In its report titled, “The Human Trafficking of Rohingya,” humanitarian organisation Migrant Offshore Aid Station (MOAS) explained that traffickers sometimes begin operating in Rakhine state by making promises to the Rohingya that they will be provided with an escape route, on ships that will bring them to safer destinations and better lives for a certain amount of money.

However, as the Rohingya are very poor and unable to make such payments, they end up in a kind of bondage agreement with the traffickers. This often leads to them being subject to slave-like conditions.

Another scenario that also happens is that the Rohingya are asked to make payment as soon as they embark on a trafficking boat, failing which they will be thrown overboard. The traffickers sometimes threaten to go after the rest of their families as well.

“I was told I’d get the opportunity to finish my studies and earn money to get my family out of poverty,” said Hasan in an interview with AFP, recounting dreams and promises that were sold by a low-level smuggler in the refugee camp who was his main contact point for the trip.

Instead, they were delivered to violence and extortion. “I will never forget what I’ve been through. The traffickers, the brutality of the sailors… I’d never do it again,” he continued.

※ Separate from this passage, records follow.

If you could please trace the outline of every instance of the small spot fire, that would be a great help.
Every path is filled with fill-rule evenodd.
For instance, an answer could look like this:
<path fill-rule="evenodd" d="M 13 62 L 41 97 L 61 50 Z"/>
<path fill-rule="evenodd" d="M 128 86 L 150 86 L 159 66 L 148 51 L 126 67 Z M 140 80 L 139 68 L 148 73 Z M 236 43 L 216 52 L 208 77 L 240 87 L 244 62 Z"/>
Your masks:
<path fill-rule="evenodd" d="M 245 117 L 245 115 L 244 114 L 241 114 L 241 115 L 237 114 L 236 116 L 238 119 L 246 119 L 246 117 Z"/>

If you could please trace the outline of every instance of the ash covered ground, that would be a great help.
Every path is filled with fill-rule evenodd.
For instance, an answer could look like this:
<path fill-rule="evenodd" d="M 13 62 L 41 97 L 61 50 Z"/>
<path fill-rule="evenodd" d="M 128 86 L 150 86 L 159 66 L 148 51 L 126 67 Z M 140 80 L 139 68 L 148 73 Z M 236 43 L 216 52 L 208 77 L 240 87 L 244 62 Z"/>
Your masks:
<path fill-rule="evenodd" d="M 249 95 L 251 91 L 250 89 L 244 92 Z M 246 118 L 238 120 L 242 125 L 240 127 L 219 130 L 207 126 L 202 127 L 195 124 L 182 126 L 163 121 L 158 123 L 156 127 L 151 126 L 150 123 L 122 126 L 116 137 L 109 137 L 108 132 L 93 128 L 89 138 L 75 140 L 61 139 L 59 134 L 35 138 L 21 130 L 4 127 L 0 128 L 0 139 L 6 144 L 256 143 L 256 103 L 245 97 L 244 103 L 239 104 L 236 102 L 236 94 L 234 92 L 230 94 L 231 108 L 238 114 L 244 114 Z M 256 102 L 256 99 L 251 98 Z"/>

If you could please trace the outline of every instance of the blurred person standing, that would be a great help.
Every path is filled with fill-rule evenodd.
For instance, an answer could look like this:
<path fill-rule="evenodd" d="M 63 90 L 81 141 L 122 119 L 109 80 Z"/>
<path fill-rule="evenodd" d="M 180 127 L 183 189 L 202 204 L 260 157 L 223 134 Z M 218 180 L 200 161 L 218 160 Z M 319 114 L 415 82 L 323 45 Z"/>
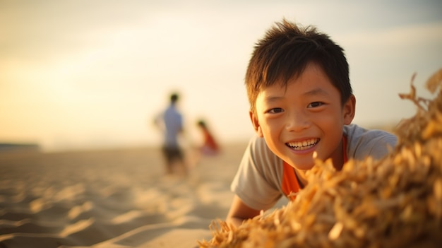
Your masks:
<path fill-rule="evenodd" d="M 197 126 L 203 134 L 203 143 L 200 147 L 200 152 L 203 155 L 213 155 L 220 153 L 220 146 L 215 139 L 212 132 L 209 130 L 207 124 L 203 119 L 197 122 Z"/>
<path fill-rule="evenodd" d="M 175 165 L 187 175 L 184 154 L 178 138 L 180 134 L 184 132 L 183 117 L 177 107 L 179 99 L 178 93 L 171 94 L 169 106 L 155 119 L 156 126 L 164 132 L 162 149 L 166 162 L 166 173 L 168 175 L 173 174 Z"/>

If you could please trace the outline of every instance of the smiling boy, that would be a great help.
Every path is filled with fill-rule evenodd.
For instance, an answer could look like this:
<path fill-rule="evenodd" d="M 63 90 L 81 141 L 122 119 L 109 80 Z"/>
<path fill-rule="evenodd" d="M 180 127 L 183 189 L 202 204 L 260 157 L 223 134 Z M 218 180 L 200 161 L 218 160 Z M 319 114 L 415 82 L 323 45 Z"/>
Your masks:
<path fill-rule="evenodd" d="M 308 182 L 313 154 L 340 170 L 349 158 L 378 159 L 394 135 L 352 124 L 356 98 L 343 49 L 313 27 L 283 20 L 255 47 L 246 73 L 250 141 L 232 183 L 227 221 L 235 225 L 293 199 Z"/>

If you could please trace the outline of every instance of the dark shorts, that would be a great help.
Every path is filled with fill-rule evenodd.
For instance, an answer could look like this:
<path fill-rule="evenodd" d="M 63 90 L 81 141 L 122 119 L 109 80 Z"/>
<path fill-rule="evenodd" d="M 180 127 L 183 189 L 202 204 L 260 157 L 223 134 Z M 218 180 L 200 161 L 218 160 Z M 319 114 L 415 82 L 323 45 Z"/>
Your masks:
<path fill-rule="evenodd" d="M 179 147 L 163 147 L 162 152 L 167 162 L 183 160 L 183 152 Z"/>

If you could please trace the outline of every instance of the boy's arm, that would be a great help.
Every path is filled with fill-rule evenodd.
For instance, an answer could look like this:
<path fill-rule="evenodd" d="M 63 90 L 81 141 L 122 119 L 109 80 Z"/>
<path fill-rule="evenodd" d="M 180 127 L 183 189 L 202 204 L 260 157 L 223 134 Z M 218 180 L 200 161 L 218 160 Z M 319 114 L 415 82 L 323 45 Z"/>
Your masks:
<path fill-rule="evenodd" d="M 246 205 L 242 200 L 235 194 L 227 213 L 226 222 L 239 227 L 243 221 L 259 215 L 261 211 L 256 210 Z"/>

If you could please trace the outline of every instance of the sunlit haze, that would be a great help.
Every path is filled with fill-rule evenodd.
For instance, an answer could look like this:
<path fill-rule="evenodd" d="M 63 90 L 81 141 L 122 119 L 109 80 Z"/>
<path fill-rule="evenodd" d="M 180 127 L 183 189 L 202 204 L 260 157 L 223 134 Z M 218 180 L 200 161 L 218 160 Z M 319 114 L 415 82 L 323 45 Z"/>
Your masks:
<path fill-rule="evenodd" d="M 441 1 L 1 1 L 0 143 L 44 150 L 159 144 L 155 116 L 178 91 L 187 129 L 203 117 L 222 142 L 253 131 L 244 85 L 255 42 L 282 18 L 345 50 L 354 123 L 415 112 L 442 67 Z"/>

The United Nations (UN) also said that desperate men, women and children are being recruited with false offers of paid work in various industries such as fishing, small commerce, begging and, in the case of girls, domestic work. With no alternative source of income, the refugees are willing to take whatever opportunities are presented to them.

But once they start work, they find that they are not paid what was promised. Some were even forced into jobs they never agreed to do. The UN cited a case where a number of adolescent girls, who were promised work as domestic helpers in Cox’s Bazar and Chittagong, were forced into prostitution.